Crypto

Layer 1 blockchain projects with the biggest scalability issues

layer 1 blockchain projects with the biggest scalability issues

According to coingecko, there are over 13,000 active blockchain projects right now. A large portion of the active blockchain projects uses another blockchain network in order to power their Dapp. In the early days of crypto, when there was very little activity on a blockchain, everything could run smoothly and efficiently.

However, as more people start adopting crypto and using the network, blockchains can start becoming slow. This is known as a scalability issue: certain blockchains cannot handle the same speed and efficiency as before, as more and more people join the network and the number of transactions per second (TPS) increases rapidly. 

This article will uncover the three Layer 1 blockchain projects with the biggest scalability issues right now. Of course, every blockchain can encounter a scalability issue with enough user adoption. A great example of this is what happened to the Avalanche network, an L1 blockchain: it boasted speedy transactions and low fees until it had to start handling over 500,000 transactions daily.  

The toughest part for any L1 is balancing every element in the blockchain trilemma, as many experts believe that improving a blockchain’s speed generally means compromising on decentralization or security. Therefore, although some L1 blockchains may be more scalable than others, they are generally less secure and less decentralized compared to the blockchain projects in this list.
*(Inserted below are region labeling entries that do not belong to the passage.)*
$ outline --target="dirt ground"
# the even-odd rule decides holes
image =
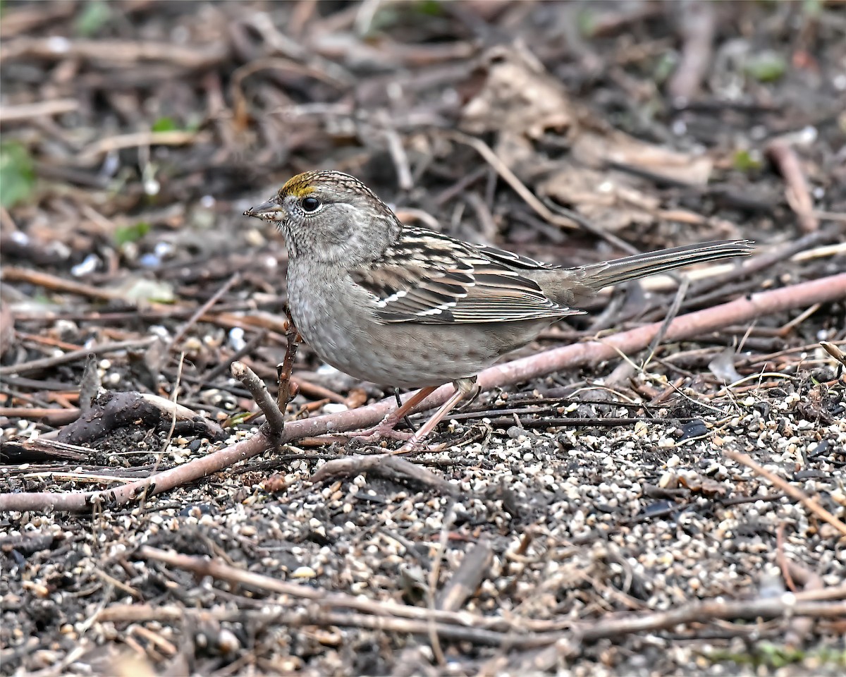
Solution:
[[[846,5],[4,2],[0,78],[0,673],[846,670]],[[302,345],[280,432],[230,374],[290,355],[241,214],[317,168],[565,266],[756,249],[380,459],[321,433],[390,389]]]

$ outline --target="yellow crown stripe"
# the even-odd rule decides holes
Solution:
[[[282,190],[279,192],[282,195],[302,197],[303,195],[307,195],[314,191],[315,187],[313,182],[311,181],[311,177],[308,173],[306,173],[298,174],[293,179],[288,179],[288,183],[282,187]]]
Get in context: What’s a Layer 1 blockchain? A beginner’s guide. 

the blockchain trilemma

The blockchain trilemma: improving one pillar generally means compromising on the other two. Source [CertiK].

Bitcoin ($BTC)

BTC is considered by many to be the first blockchain project ever created. It historically has always been the largest crypto project by market cap. BTC uses the Proof of Work (PoW) mechanism, which is energy costly. The PoW mechanism highlights one of BTC’s scalability issues: it cannot increase transaction output without more energy inputs. This is bad, as Bitcoin’s total yearly electric consumption is higher than the entire country of Argentina. As more people use BTC, more energy will be consumed.

 

BTC’s architecture has focus on security, therefore is slow.  BTC can handle up to 7 transactions per second(TPS), a lot lower compared to Visa which handles usually around 1,400 TPS on average (and claims that it can go up to 24,000 TPS if needed). Bitcoin has built the lightning network to help it with scalability, but the core L1 structure does present some scalability issues. BTC’s scalability issue is one of the reasons why some investors see it as a storage of value and nothing more.
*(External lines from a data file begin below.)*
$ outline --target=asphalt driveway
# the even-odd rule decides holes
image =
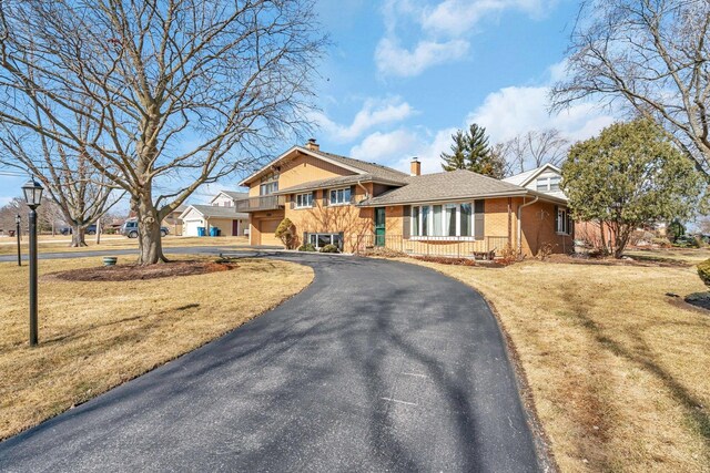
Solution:
[[[538,471],[476,291],[400,263],[278,257],[313,266],[314,282],[0,443],[0,471]]]

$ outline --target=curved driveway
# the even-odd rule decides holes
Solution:
[[[500,333],[476,291],[400,263],[278,258],[313,266],[314,282],[0,443],[0,471],[538,470]]]

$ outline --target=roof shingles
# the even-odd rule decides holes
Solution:
[[[407,185],[372,197],[361,205],[396,205],[526,194],[526,189],[520,186],[466,169],[409,176],[406,182]]]

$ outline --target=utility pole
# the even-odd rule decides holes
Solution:
[[[14,224],[17,226],[17,229],[14,230],[18,237],[18,266],[22,266],[22,251],[20,249],[20,223],[22,222],[22,219],[20,218],[20,214],[18,214],[17,217],[14,217]]]

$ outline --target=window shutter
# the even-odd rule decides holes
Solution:
[[[412,207],[403,206],[402,210],[402,237],[409,238],[412,235]]]
[[[474,238],[484,239],[486,236],[485,228],[486,207],[485,200],[474,202]]]

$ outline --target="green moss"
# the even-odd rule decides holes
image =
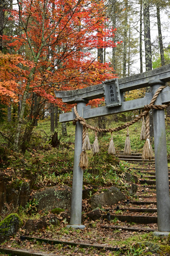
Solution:
[[[54,208],[51,210],[51,212],[54,214],[59,214],[61,212],[64,212],[63,209],[61,208]]]
[[[13,225],[12,225],[13,224]],[[11,213],[0,222],[0,233],[8,236],[15,234],[16,227],[22,225],[22,221],[16,213]]]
Could Bitcoin ever lose its status as the king of crypto? Read On.

Ethereum ($ETH)

ETH is the second-largest crypto by market cap. It might have more utility than BTC because it can host smart contracts, meaning that essentially people can program their own money with its own set of rules and host all of the transactions and records on the Ethereum blockchain. 

However, ETH also suffers from scalability issues. Although ETH is not as old as BTC, it is 7 years old which is regarded as a long time in the crypto industry. 

Just like BTC, ETH uses PoW to validate transactions, which is slow and inefficient. However, ETH produces more blocks compared to BTC, meaning it can handle a bit more than double the TPS bandwidth that BTC can handle, at 15 transactions per second.

Since ETH is not only used as a storage of value and hosts Dapps (Decentralized applications), it will need more TPS compared to BTC in general. The ETH founders are claiming that ETH will solve many of its scalability issues with ETH 2.0, which will transition the ETH network from PoW to PoS (Proof of Stake).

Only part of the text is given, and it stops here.